Question

Based on the 2009 season, the Texas Rangers have a winning percentage of .533. Use the binomial model to find the probability that the Rangers win 4 of their next 5 games.

Answer 1

The probability that the Texas Rangers win 4 out of their next 5 games can be calculated using the binomial probability formula by plugging in the values for the number of games (n), number of wins (k), and the winning probability per game (p).

Step-by-step explanation:

The probability of the Texas Rangers winning 4 out of their next 5 games can be calculated using the binomial probability formula: P(X = k) = C(n, k) × p^k × (1 - p)^(n - k), where C(n, k) is the number of combinations of n things taken k at a time, p is the probability of a single game win, n is the number of games, and k is the number of wins.

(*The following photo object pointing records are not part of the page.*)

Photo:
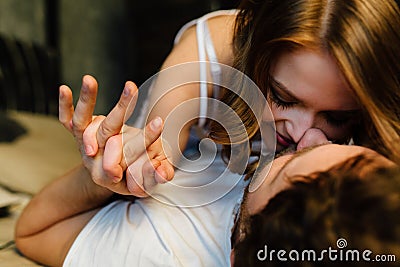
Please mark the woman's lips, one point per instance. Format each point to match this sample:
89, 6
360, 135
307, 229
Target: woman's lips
283, 141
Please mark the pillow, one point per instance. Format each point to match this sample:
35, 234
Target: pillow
46, 151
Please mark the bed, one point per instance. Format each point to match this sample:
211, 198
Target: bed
34, 146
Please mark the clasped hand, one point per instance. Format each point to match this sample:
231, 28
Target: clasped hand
109, 148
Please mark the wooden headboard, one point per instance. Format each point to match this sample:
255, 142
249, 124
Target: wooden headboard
29, 76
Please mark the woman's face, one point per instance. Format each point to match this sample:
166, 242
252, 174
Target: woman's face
307, 90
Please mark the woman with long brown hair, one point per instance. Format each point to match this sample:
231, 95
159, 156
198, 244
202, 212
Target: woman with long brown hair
329, 71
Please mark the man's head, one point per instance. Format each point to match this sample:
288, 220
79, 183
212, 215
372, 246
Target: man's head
319, 196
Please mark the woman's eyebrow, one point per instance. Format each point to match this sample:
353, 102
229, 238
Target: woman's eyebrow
283, 91
344, 113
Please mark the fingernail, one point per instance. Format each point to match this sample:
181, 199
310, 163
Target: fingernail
126, 91
116, 179
89, 150
156, 124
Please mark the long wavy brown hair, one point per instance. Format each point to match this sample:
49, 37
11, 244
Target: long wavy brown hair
363, 36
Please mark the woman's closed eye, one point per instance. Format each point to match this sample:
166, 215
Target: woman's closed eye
279, 100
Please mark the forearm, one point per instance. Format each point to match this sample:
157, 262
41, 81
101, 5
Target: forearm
65, 197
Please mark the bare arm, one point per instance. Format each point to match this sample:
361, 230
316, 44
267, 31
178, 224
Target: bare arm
52, 220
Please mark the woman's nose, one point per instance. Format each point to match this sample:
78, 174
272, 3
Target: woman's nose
298, 125
312, 137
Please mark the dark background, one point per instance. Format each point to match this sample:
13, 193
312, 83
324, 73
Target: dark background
114, 41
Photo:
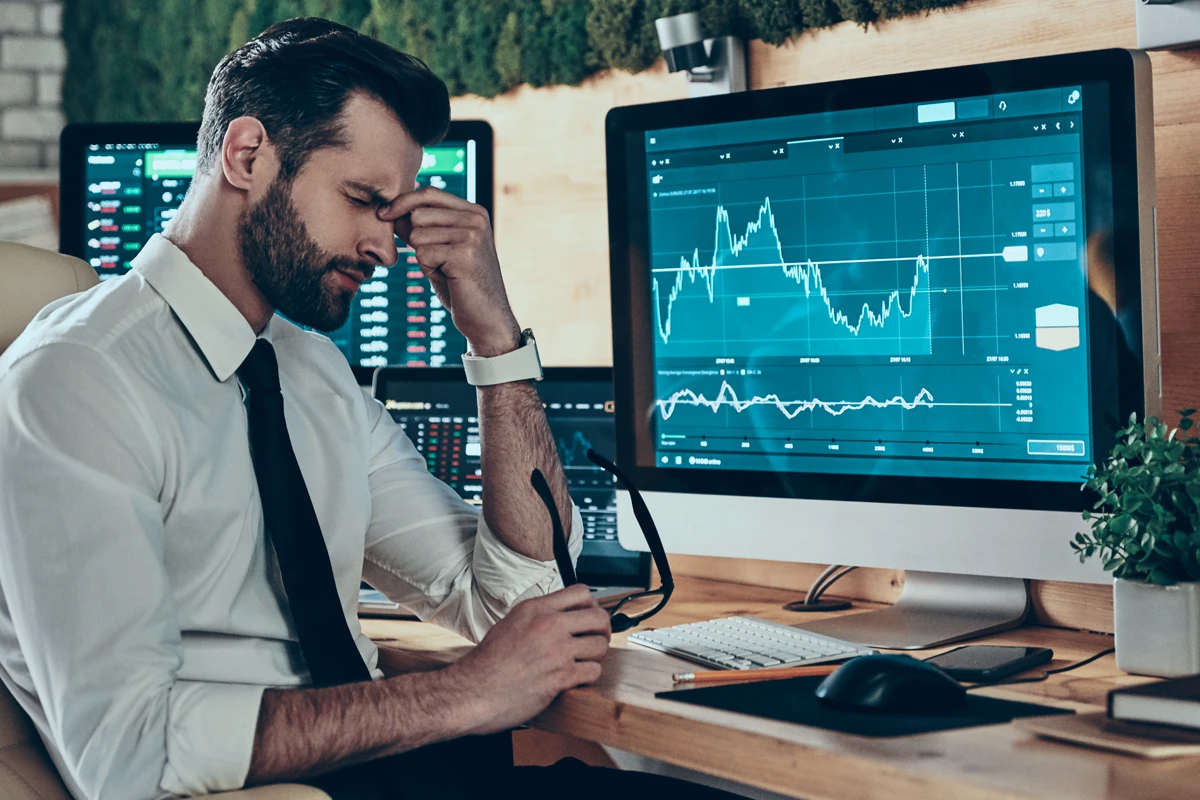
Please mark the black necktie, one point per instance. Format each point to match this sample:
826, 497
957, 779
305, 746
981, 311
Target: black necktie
294, 531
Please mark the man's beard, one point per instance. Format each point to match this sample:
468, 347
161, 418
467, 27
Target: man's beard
291, 270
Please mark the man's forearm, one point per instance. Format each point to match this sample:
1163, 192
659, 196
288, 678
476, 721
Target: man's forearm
306, 732
515, 439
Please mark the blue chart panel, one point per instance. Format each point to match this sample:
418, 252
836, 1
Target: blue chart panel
825, 264
852, 310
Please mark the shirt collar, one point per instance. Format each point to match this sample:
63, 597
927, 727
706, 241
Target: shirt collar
220, 331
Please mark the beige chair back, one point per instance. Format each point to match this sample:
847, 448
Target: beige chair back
31, 277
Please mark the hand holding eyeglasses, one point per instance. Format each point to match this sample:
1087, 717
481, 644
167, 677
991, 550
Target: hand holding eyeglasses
541, 648
619, 621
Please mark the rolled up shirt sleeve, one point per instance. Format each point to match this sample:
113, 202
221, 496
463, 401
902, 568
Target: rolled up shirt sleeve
431, 552
90, 639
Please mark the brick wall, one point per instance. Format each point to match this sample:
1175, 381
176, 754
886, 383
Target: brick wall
31, 61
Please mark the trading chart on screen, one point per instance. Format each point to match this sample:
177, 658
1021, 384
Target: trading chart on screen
899, 301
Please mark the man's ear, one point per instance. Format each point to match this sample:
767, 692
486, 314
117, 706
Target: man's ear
247, 157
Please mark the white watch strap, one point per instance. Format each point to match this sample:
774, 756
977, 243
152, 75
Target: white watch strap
522, 364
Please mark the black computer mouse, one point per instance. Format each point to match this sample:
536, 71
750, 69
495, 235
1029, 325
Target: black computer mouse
887, 683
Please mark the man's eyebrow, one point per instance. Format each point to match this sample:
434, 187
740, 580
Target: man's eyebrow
375, 192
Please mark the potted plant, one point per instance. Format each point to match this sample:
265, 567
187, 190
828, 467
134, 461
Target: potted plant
1145, 527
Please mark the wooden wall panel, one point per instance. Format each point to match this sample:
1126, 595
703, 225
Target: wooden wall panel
551, 202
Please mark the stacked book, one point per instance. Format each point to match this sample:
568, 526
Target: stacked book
1158, 720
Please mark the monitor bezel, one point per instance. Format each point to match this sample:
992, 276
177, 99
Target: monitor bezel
77, 136
594, 572
624, 124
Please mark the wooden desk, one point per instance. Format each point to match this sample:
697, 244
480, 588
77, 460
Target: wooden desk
975, 763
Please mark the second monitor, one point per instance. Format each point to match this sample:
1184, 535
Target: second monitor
121, 184
438, 411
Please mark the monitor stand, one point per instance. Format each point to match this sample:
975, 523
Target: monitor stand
935, 608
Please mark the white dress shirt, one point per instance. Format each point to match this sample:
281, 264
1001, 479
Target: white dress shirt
142, 612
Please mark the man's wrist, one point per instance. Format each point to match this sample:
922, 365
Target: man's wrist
475, 713
498, 343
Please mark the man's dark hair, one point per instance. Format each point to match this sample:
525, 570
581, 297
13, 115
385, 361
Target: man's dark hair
297, 77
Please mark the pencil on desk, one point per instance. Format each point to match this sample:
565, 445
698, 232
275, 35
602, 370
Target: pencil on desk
738, 675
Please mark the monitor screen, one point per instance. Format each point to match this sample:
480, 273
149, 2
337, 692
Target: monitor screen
439, 415
893, 289
838, 283
123, 184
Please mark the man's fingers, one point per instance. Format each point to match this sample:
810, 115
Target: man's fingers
403, 227
420, 236
431, 197
591, 648
427, 216
582, 621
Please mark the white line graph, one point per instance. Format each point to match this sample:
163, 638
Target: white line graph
807, 274
729, 397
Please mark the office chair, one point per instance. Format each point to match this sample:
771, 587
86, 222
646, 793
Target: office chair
29, 280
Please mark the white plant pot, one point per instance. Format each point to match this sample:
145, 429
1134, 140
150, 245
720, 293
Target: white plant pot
1157, 629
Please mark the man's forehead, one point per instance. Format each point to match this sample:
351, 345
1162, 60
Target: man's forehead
379, 152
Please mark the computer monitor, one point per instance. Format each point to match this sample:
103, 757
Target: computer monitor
120, 184
887, 322
438, 411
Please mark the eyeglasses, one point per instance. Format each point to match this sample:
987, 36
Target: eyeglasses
618, 620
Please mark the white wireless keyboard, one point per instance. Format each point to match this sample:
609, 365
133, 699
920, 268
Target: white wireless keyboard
747, 643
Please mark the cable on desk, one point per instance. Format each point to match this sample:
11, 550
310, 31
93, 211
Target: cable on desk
813, 601
1048, 672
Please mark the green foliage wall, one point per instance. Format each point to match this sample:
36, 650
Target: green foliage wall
136, 60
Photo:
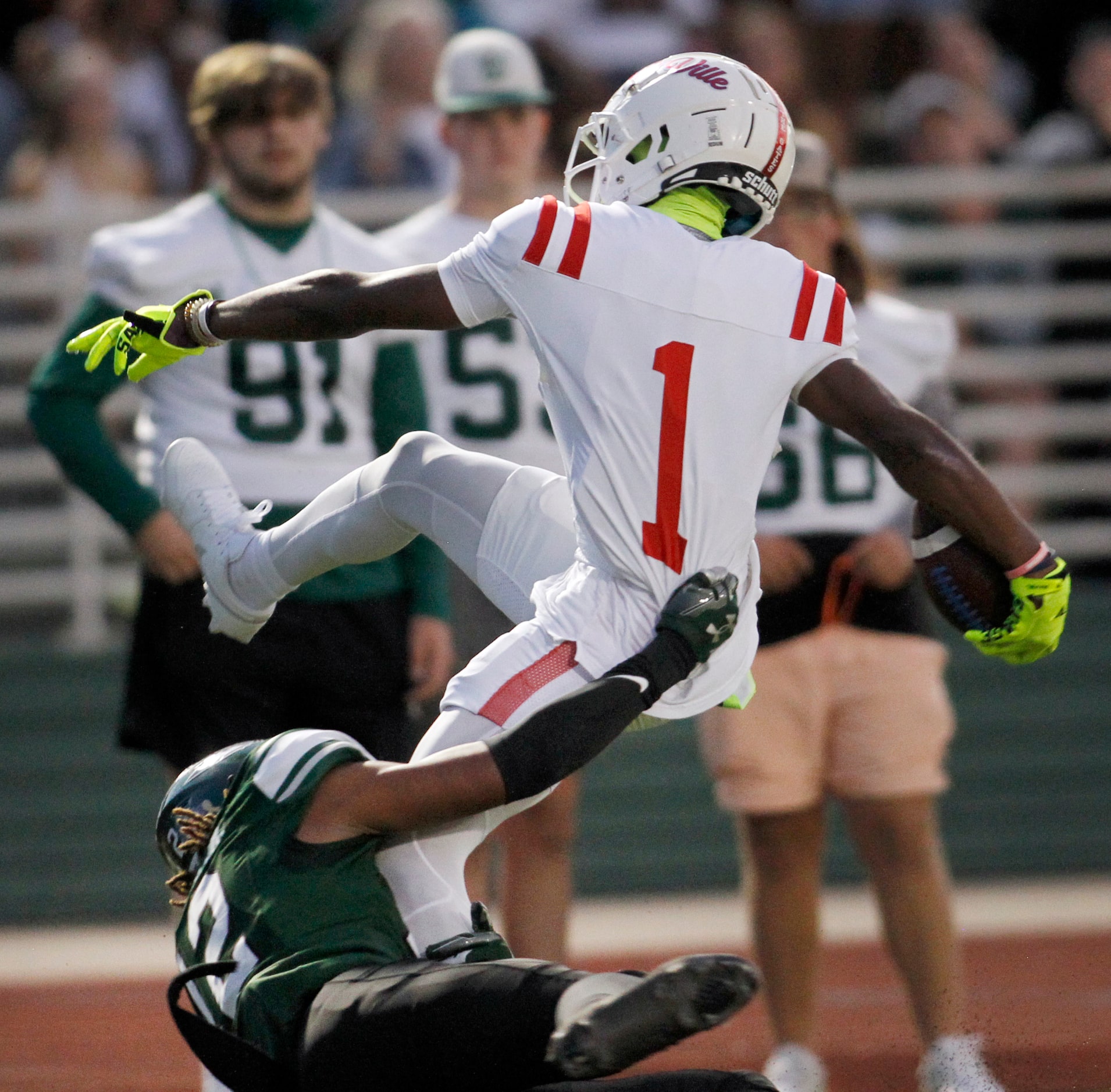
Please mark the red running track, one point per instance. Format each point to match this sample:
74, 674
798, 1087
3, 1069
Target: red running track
1045, 1005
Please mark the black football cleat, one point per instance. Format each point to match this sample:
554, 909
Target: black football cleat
678, 999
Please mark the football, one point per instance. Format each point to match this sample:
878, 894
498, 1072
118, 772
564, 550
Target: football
969, 588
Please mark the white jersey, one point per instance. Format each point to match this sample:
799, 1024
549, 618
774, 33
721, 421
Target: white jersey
284, 419
481, 384
822, 481
666, 363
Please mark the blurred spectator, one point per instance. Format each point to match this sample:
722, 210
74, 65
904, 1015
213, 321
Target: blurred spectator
962, 48
765, 36
150, 112
39, 44
148, 109
12, 119
1082, 134
937, 120
940, 122
609, 38
83, 150
388, 130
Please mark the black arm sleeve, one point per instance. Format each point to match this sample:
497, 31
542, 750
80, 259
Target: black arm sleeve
565, 736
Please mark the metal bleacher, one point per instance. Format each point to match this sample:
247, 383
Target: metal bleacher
66, 568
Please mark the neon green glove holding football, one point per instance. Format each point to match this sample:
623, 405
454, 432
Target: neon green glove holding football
122, 336
1037, 619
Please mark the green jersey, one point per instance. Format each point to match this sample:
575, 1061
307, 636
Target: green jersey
291, 916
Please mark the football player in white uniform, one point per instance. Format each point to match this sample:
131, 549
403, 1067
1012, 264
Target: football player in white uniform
668, 356
482, 390
856, 710
287, 420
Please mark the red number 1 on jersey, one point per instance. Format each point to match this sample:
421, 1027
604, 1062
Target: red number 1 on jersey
663, 539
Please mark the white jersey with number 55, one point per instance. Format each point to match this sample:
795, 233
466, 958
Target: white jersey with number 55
666, 363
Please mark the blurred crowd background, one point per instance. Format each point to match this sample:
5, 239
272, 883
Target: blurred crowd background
91, 91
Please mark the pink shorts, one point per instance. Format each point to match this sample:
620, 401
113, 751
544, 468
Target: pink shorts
839, 710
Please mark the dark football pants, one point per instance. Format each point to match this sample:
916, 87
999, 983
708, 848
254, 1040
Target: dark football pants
339, 666
428, 1027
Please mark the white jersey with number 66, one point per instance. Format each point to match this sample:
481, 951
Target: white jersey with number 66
666, 365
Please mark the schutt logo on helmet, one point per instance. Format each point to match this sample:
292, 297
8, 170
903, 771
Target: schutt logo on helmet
754, 181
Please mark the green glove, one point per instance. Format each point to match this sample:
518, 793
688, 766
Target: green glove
123, 336
1037, 619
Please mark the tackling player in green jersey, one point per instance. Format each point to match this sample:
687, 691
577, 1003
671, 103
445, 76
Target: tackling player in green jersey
298, 961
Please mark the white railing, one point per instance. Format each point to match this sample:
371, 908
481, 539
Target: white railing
63, 552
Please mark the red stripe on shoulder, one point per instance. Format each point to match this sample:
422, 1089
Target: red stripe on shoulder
515, 693
571, 266
834, 327
543, 234
806, 304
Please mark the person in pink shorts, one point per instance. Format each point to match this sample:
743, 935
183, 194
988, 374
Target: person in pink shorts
850, 699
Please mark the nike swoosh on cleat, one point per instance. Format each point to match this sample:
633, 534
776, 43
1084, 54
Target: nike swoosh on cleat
637, 679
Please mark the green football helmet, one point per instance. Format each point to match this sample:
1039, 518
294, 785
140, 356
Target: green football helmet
200, 789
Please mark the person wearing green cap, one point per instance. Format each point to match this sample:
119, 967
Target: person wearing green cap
482, 396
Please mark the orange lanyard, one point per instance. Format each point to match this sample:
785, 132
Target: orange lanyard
842, 593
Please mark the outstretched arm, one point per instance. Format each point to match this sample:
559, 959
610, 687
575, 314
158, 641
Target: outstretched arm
553, 744
322, 306
925, 459
332, 304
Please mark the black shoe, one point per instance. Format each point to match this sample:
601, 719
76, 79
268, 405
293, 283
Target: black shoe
685, 995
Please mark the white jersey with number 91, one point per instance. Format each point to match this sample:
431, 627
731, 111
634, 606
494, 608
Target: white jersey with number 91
666, 363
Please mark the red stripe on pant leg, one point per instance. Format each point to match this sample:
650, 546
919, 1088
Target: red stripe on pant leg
518, 690
543, 234
834, 327
806, 304
571, 266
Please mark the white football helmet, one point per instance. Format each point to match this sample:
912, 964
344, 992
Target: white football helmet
688, 120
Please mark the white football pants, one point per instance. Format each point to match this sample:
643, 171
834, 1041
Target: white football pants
506, 527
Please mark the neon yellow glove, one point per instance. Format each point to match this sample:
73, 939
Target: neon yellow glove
1037, 619
123, 336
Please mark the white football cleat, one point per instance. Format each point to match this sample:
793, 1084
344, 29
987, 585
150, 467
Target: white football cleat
795, 1068
199, 494
955, 1064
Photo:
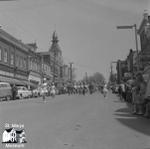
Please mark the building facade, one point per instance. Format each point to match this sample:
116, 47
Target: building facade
13, 59
34, 65
144, 33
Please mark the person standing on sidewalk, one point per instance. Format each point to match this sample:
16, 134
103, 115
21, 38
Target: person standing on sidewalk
139, 95
14, 92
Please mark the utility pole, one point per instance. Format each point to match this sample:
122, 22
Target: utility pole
71, 63
136, 40
86, 77
54, 66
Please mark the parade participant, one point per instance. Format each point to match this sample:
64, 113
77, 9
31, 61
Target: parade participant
123, 91
105, 90
53, 90
14, 92
91, 88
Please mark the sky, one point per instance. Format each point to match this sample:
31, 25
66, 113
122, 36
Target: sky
86, 28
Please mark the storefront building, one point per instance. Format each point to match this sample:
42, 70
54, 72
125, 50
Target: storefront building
13, 59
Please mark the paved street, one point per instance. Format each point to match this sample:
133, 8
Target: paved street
77, 122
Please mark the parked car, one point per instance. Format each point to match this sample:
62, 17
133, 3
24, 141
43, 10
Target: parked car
5, 91
23, 92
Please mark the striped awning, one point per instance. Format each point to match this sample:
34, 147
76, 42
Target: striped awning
11, 80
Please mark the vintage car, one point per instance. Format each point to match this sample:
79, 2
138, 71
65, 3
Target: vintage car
23, 92
5, 91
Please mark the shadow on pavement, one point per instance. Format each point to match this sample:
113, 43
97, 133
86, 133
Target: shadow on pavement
137, 123
124, 115
124, 110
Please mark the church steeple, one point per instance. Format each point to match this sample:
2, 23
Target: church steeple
55, 38
55, 46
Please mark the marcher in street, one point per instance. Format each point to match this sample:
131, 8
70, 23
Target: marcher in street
14, 92
105, 90
53, 90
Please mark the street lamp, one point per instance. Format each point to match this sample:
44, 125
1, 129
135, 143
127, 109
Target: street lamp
136, 40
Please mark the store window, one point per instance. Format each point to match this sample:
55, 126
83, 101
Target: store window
12, 59
5, 56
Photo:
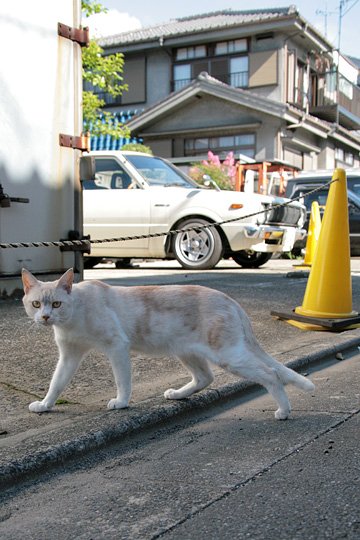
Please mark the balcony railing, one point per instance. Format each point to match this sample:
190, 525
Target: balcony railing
238, 80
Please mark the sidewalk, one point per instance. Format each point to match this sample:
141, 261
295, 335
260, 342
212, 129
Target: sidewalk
30, 442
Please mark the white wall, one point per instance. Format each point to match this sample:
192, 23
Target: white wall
40, 97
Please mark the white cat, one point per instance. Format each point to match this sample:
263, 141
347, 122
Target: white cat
200, 326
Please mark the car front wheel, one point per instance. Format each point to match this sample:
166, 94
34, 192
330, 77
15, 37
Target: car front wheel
248, 258
197, 249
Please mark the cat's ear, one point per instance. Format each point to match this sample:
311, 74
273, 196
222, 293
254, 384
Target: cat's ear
66, 281
28, 280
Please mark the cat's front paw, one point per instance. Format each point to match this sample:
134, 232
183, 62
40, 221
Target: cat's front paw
38, 406
171, 394
281, 414
117, 404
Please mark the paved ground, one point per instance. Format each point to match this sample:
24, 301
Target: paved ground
228, 471
29, 442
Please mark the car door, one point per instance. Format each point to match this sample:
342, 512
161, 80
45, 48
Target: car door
115, 205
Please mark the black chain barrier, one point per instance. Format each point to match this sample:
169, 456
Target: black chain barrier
69, 243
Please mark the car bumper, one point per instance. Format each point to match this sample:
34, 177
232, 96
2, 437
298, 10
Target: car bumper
264, 238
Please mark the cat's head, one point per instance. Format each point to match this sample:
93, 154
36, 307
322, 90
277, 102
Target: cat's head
48, 303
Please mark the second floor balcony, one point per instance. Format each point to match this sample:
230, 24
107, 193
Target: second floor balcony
238, 80
334, 98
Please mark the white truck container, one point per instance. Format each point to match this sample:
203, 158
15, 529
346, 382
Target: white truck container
40, 102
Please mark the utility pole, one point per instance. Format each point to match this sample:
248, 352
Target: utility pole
342, 12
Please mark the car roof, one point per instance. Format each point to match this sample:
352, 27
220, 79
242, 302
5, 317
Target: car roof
122, 152
319, 174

For the Texas Rangers with a winning probability of .533, and wanting to win 4 out of 5 games, we have:

• n = 5 (number of games)
• k = 4 (number of wins)
• p = .533 (winning probability per game)

So the probability P(X = 4) will be:

P(X = 4) = C(5, 4) × .533^4 × (1 - .533)^1

After calculating the values, we find the probability for the Rangers to win exactly 4 out of 5 games.

Answer 2

0.128

Step-by-step explanation:

We know the probability for any event X is given by,

`P(X=x)=\binom{n}{x}* p^(n-x)* q^(x)`,

where p is the probability of success and q is the probability of failure.

Here, we are given that p = 0.533.

Since, we have that q = 1 - p

i.e. q = 1 - 0.533

i.e. q = 0.467

It is required to find the probability of 4 wins in the next 5 games i.e. P(X=4) when n = 5.

Substituting the values in the above formula, we get,

`P(X=4)=\binom{5}{4}* 0.533^(5-4)* 0.467^(4)`

i.e.
`P(X=4)=5 * 0.533 * 0.048`

i.e.
`P(X=4)=5 * 0.533 * 0.048`

i.e. i.e.
`P(X=4)=0.128`

Hence, the probability of 4 wins in the next 5 games is 0.128.